The last year anything was vintage was 1969. After that, it’s modern.
I second that comment by Mark.
Those ‘multiple Series’ sets are tough, Now if you were a breed of some kind of ‘Aquatic Fishie’. You might’ve been lucky nuff to eat some of the ‘ Seafood Chum’ tossed overboard by Topps in the 60’s……in the Atlantic water regions
Least that’s what I herd Happened…….just ask One-Armed ‘Lefty McOneArm’
Wasn’t the whole reason 1952 Topps was so rare because Topps didn’t sell too many so they destroyed a bunch of them? I must be the minority here because I still don’t like them just like kids didn’t like them back then. 53 Topps is way better in my opinion. Just because mantles card is rare in 52 shouldn’t make it the best set ever. Give me a 53 set any day over the 52 set.
Mantle’s card wasn’t rare in the 1952 set – it was a DP, in fact. 1952 Topps is iconic and symbolizes a terrific era in baseball history.
As far as Vintage, I think 1980 should be the cutoff, as it was the last year before Fleer/Donruss came on board.
1980 is generally considered the last year of vintage.
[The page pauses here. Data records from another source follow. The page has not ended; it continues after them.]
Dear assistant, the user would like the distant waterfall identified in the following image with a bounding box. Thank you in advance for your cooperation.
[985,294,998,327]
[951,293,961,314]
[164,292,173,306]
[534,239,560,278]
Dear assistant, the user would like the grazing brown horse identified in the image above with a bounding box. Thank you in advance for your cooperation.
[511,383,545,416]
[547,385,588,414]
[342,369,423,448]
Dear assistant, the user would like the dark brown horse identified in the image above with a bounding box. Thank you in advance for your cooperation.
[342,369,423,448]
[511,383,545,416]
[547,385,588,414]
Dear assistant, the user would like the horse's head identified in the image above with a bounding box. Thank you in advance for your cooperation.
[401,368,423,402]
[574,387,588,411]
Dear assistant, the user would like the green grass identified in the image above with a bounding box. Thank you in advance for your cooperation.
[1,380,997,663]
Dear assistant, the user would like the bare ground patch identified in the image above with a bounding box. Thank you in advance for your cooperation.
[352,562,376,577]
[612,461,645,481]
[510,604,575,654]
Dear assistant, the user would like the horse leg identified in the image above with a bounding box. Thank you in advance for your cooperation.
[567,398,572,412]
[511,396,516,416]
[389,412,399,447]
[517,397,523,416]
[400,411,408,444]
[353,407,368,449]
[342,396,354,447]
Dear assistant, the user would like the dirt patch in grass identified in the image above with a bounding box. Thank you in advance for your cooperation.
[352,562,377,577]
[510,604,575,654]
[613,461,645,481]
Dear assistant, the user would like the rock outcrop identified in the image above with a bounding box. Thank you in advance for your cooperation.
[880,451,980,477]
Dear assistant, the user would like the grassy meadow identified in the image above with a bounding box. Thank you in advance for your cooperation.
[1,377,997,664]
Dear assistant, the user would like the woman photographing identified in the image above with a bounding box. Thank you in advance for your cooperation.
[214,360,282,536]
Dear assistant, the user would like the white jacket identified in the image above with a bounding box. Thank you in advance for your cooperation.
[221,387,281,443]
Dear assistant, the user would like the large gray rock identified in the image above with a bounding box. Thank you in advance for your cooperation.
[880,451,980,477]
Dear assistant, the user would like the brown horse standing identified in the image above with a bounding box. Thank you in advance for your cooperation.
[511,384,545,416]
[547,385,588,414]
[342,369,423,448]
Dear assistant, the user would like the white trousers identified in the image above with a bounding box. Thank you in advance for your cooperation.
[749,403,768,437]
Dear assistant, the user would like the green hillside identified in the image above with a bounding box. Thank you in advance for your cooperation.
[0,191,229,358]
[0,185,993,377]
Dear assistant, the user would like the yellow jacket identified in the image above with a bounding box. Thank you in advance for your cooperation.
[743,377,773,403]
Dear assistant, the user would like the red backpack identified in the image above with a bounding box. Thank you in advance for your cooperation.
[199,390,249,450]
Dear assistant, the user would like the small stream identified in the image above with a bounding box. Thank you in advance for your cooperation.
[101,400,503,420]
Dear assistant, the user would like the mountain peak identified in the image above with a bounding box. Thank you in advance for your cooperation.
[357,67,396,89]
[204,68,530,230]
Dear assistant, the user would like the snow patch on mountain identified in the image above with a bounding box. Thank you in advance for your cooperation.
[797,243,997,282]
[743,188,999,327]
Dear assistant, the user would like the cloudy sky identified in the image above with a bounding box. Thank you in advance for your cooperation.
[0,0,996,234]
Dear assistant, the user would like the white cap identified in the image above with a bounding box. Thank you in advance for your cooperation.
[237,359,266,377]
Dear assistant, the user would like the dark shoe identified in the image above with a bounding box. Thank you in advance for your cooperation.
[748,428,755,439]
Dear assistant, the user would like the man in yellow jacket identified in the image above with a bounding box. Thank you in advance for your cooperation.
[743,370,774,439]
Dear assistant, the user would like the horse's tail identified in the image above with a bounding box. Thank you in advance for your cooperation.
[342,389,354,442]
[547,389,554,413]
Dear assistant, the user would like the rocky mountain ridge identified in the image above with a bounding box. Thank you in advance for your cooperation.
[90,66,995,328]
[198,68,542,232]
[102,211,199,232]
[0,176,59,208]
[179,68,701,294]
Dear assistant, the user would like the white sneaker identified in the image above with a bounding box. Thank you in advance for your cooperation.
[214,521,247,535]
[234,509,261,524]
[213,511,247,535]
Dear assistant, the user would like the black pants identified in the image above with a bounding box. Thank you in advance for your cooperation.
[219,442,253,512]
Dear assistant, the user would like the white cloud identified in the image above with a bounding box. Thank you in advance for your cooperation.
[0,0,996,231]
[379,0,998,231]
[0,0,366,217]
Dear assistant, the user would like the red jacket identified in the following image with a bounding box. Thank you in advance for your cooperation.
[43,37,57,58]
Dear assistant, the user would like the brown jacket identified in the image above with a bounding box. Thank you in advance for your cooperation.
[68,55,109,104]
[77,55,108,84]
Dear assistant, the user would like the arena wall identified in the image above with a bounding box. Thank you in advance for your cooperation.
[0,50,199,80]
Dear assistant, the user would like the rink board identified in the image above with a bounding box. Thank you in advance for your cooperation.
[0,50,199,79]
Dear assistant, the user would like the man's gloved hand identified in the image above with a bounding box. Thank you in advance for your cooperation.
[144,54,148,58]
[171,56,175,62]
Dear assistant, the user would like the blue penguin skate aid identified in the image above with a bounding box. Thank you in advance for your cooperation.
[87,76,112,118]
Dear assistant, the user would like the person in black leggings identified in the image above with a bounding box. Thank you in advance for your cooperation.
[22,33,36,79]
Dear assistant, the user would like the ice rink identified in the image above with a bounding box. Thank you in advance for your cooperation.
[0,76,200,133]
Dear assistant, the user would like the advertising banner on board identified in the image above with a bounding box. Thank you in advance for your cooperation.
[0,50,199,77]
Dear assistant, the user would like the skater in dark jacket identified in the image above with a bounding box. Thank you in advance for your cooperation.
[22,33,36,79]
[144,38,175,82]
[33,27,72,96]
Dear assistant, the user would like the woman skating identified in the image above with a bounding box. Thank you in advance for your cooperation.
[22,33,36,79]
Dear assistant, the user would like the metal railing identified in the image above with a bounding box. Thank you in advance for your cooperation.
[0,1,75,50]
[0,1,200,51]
I love the 1970 set. How can you go wrong with a set that features 68 different cards depicting Hall of Famers? I like the clean design, the player’s poses. It was the first set I put together buying boxes at five cents per pack, spending all my paper route money. My parents chastised me for “wasting” my money on cards and made me buy a bicycle with some of my earnings. 45 years later I still have my cards. Wonder where that bike is today?